Bank of England Governor Mark Carney says: “Over the past year the FLS has contributed to the recovery by helping to significantly improve credit conditions, especially for households. The changes announced today refocus the FLS where it is most needed – to underpin the supply of credit to small businesses over the next year – without providing further broad support to household lending that is no longer needed.”

Chancellor George Osborne says: “The FLS proved to be a successful tool in supporting the recovery. Now the housing market is starting to pick up, it is right we focus the scheme’s firepower on small businesses. Small firms are the lifeblood of our economy. That is why we are reforming the banks, introducing the employment allowance and now focusing the FLS to support them”.

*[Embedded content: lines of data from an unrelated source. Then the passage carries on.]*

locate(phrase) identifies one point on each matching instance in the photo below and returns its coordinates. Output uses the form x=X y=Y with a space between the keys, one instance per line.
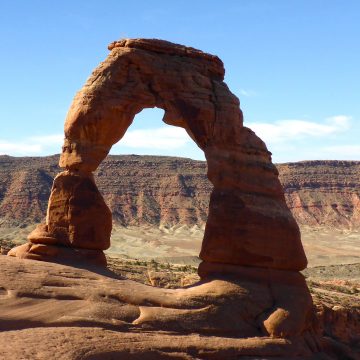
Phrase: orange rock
x=249 y=222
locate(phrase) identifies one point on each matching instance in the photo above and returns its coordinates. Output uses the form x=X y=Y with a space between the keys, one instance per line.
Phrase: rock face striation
x=248 y=223
x=166 y=191
x=251 y=252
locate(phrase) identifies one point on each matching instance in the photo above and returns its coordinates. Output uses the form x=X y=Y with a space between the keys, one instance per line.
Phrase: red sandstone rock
x=249 y=222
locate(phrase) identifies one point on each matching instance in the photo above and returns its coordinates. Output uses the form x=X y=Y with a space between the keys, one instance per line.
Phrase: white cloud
x=163 y=138
x=287 y=130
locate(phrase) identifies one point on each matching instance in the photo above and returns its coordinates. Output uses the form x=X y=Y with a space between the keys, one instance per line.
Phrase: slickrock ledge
x=250 y=285
x=55 y=311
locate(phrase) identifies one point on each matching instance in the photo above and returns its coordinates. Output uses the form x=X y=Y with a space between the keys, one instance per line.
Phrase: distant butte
x=250 y=289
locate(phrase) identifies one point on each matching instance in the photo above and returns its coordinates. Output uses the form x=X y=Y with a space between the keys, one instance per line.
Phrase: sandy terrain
x=323 y=246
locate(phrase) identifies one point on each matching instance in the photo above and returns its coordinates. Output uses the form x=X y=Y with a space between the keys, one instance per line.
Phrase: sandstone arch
x=251 y=251
x=249 y=222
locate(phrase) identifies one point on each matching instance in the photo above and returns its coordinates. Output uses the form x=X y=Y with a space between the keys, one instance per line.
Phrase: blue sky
x=294 y=64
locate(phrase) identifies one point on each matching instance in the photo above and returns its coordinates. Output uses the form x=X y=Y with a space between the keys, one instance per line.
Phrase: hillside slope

The boss of the mortgage banks’ trade body the CML, Paul Smee is reasonably relaxed about the end of the scheme. He says: “Although the changes to the FLS may be a surprise, they are not a shock. Mortgage lenders are well equipped to meet their funding needs, as wholesale funding market conditions have improved and retail deposits are robust.”

However some experts are concerned about the how the Government will establish a dividing line between businesses and individual lending particularly where commercial mortgages are concerned.

David Whittaker, managing director of Mortgages for Business, said:  “Before the world and their wife jump the gun on what this means for the industry, it’s vital the Bank of England clarify what will and will not be included in the new ‘leaner’ scheme.

“If they intend to cease funding for residential mortgage lending only then that is one thing. But if the intention is to include commercial mortgages within the cut then that’s an entirely different story. The line between commercial mortgages and business lending can often be a very blurred one, so if the intention is to remove funding for these loans as well then it could derail the scheme entirely. More clarification please, Governor.”